From a technical aspect, cybersecurity consists of a system of systems construct, also known as composability, which involves the interdependence and interconnection of complex systems with associated processes and a multitude of variables. The variables include (a) internal factors, (b) external factors, (c) threat factors, and (d) environmental factors. Aligned under each of the categories are a litany of attributes that constantly changes and affect humans. Ensuring humans remain a top priority in cybersecurity requires the CIO and CISO to articulate to C-Suite the significance of developing cybersecurity strategies that address human-centric requirements.

Another glaring issue is the lack of businesses that employ human factors professionals to evaluate their cybersecurity programs. In fact, the cybersecurity community needs to advocate for federal entities to add the Human Factors Specialty to the list of cybersecurity workforce roles. Cybersecurity varies between organizations, so the role of human factors experts is essential for entities with large and robust cybersecurity operations. Nonetheless, all companies can benefit from employing human factors specialists. Primarily, human factors professionals can assess the impact of cybersecurity operations on (a) human work roles, (b) human-centric weaknesses, (c) cyber training and awareness, (d) organizational climate, (e) systematic and organizational processes, (f) decision-making and (g) leadership are just to name a few.
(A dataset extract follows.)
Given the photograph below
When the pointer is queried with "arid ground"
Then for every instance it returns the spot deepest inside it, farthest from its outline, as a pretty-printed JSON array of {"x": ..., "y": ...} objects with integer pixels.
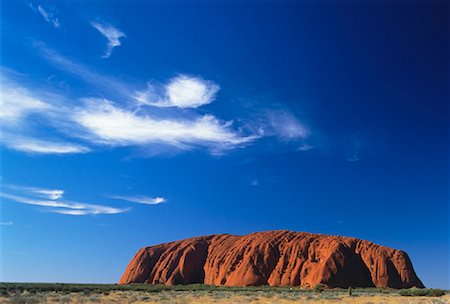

Research recently revealed two phenomena in cybersecurity: security fatigue and alert anxiety. Both security fatigue and alert anxiety occur in cybersecurity due to cognitive overload stemming from information and automation overexertion that result in cyber professionals making human induced errors and poor decision-making. Human factors specialists can assist with developing processes for identifying security fatigue and alert anxiety. These two phenomena highlight the susceptibility of cyber professionals that are analogous to risks in other technical fields.

Employing human factors experts in cyber security requires executives allocating resources and working with industry, academia, and government to solidify the role of human factors professionals in cybersecurity. Until the integration of human factors professionals into cybersecurity, there will be a continuation of human induced errors, security fatigue, and alert anxiety. As a cybersecurity professional, I ask that you evaluate your operations and determine how a human factors expert can improve your efforts in preventing cyber-attacks and combatting cybersecurity threats.